Gli articoli 1 e 2 stabiliscono che “tutti gli esseri umani nascono liberi ed
uguali in dignità e diritti” e sono la base dell’intera Dichiarazione.
Gli articoli dal 3 al 21 sanciscono i diritti delle persone e comprendono, tra gli altri, i
diritti: alla vita, alla libertà e alla sicurezza della persona; alla libertà dalla tortura e dalla
schiavitù; alla partecipazione politica; alla libertà di opinione e di espressione; alla libertà
di pensiero, coscienza e religione; alla libertà di associazione e riunione (diritti civili e
politici)
Gli articoli dal 22 al 27 sanciscono, invece, i diritti economici, sociali e
culturali che comprendono i diritti: alla sicurezza sociale, al lavoro, al riposo
ed allo svago, all’educazione, al cibo, alla salute.
Gli ultimi articoli (28, 29 e 30), infine, sanciscono le disposizioni su come
realizzare pienamente i diritti, perché ognuno deve vivere in una società
dove tutti i diritti umani sono rispettati e perché le libertà e i diritti di una
persona non possono limitare la libertà e i diritti delle altre.
La novità che la Dichiarazione introduce è
quella di costituire il primo tentativo riuscito di
elaborazione a livello mondiale.

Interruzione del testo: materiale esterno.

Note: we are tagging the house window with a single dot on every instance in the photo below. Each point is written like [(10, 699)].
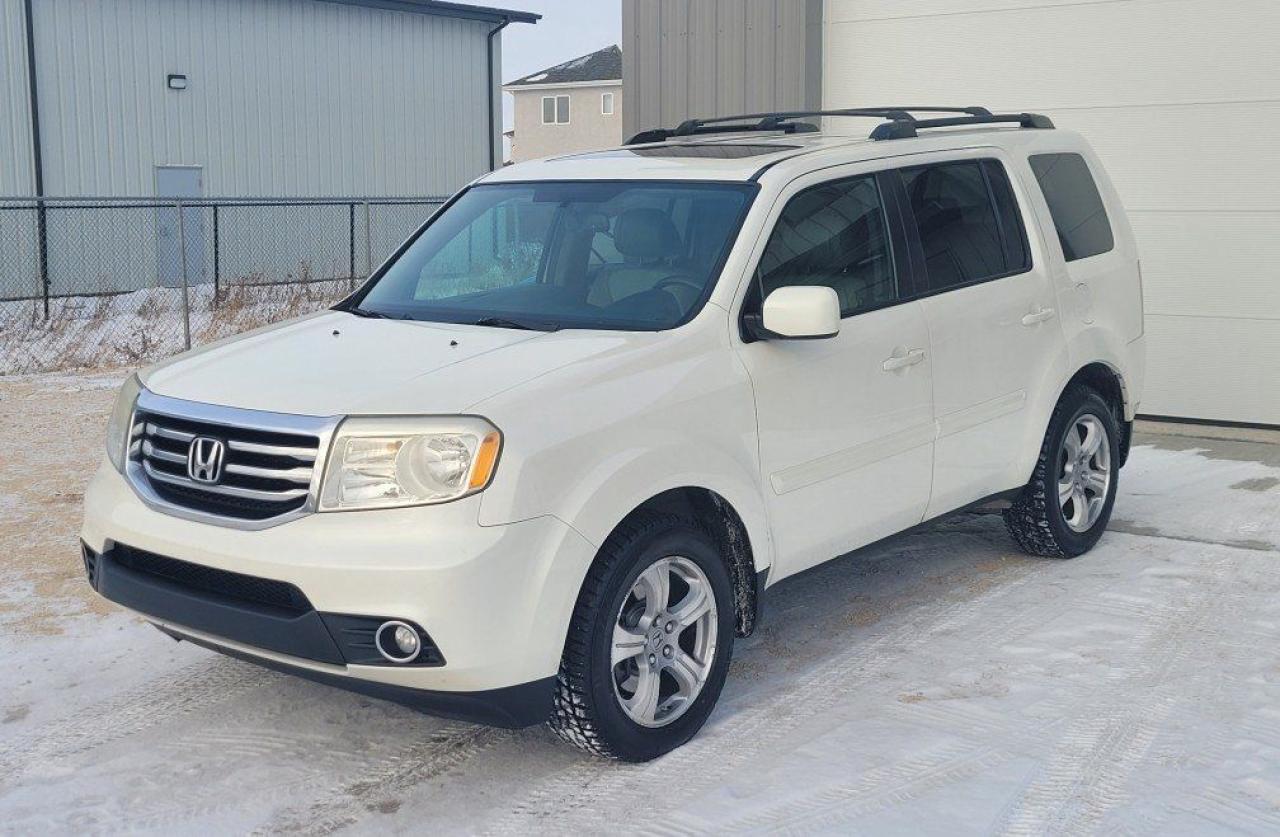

Primo e, per
fortuna, non ultimo atto perché molti altri ne
sono seguiti, a cominciare dai Patti fino al
Congresso Mondiale dell’ONU tenutosi a Vienna
nel 1993 che segna un momento di riflessione
complessiva sull’intero corpus dei diritti umani
al quale sono succedute nuovi e più importanti
iniziative fino ad arrivare alla costituzione del
Tribunale Penale Internazionale contro i crimini
di guerra del luglio 1998, la comunità
internazionale si è sempre incontrata con
maggior frequenza avvalorando un
orientamento che coglie l’urgenza di assumere
il problema dell’attuazione dei diritti umani.
I PATTI DEL 1966 (1976)
Nel 1976 - a tre decenni di distanza dall'impegno assunto dalla Organizzazione delle
Nazioni Unite in questa vasta impresa - la "carta internazionale dei diritti dell'uomo"
diventava una realtà grazie all'entrata in vigore di tre importantissimi strumenti:
Il Patto internazionale sui diritti economici, sociali e culturali
Il Patto internazionale sui diritti civili e politici
Il Protocollo facoltativo relativo a quest'ultimo Patto.
Le disposizioni dei Patti ricalcano, in linea generale, i diritti enunciati nella
Dichiarazione Universale dei Diritti dell'Uomo. Tuttavia, i due Patti contengono
un'importante disposizione che non figurava nella Dichiarazione: quella che enuncia
il diritto che hanno tutti i popoli all'autodeterminazione ed al pieno e libero utilizzo
delle proprie ricchezze e risorse naturali.